Fruits of the genus Annona are shaped somewhat like potatoes, so now I knew we had a genus of the Custard Apple/ Pawpaw Family I'd not encountered before.
It's SAPRANTHUS CAMPECHIANUS, native from southern Mexico to Costa Rica. It bears no commonly used English name, so we'll just call it Sapranthus here, maybe the Campeche Sapranthus.
I'm looking forward to watching this remarkable species' fruits develop, seeing how something like a cluster of grapes can develop from a single flower.
from the June 18, 2017 Newsletter issued from Rancho Regenesis in the woods ±4kms west of Ek Balam Ruins; elevation ~40m (~130 ft), N20.876°, W88.170°; north-central Yucatán, MÉXICO
SAPRANTHUS FLOWER UPDATE
Now Sapranthus flowers' petals and stamens have fallen off, leaving behind large, green sepals framing a cluster of fuzzy pistils -- the female parts -- as shown below:
Earlier I wrote that it'd be interesting to watch how a single flower can mature into a something like a cluster of grapes. Now we're seeing how it might be possible.

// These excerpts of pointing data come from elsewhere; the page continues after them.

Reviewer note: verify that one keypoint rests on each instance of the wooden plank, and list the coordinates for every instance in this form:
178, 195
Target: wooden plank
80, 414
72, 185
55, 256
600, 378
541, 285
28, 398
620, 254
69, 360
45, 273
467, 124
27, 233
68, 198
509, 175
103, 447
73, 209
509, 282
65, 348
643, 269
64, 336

from the July 16, 2017 Newsletter issued from Rancho Regenesis in the woods ±4kms west of Ek Balam Ruins; elevation ~40m (~130 ft), N20.876°, W88.170°; north-central Yucatán, MÉXICO
SAPRANTHUS FRUIT UPDATE
We've been documenting the Sapranthus's developing fruit -- it's an aggregate fruit -- and below you can see what it's become nowadays:
from the September 3, 2017 Newsletter issued from Rancho Regenesis in the woods ±4kms west of Ek Balam Ruins; elevation ~40m (~130 ft), N20.876°, W88.170°; north-central Yucatán, MÉXICO
SAPRANTHUS FRUITS ALMOST RIPE
Now the fruiting cluster is almost mature, as shown below:
I'm not waiting to photograph them when they're perfectly ripe because my experience with fruits of this family, the Custard Apple or Pawpaw Family, the Annonaceae, as that as soon as the fruits become a little mature, or even before, they are such sweetly fragrant, succulent morsels that wild critters eat them before I get to them.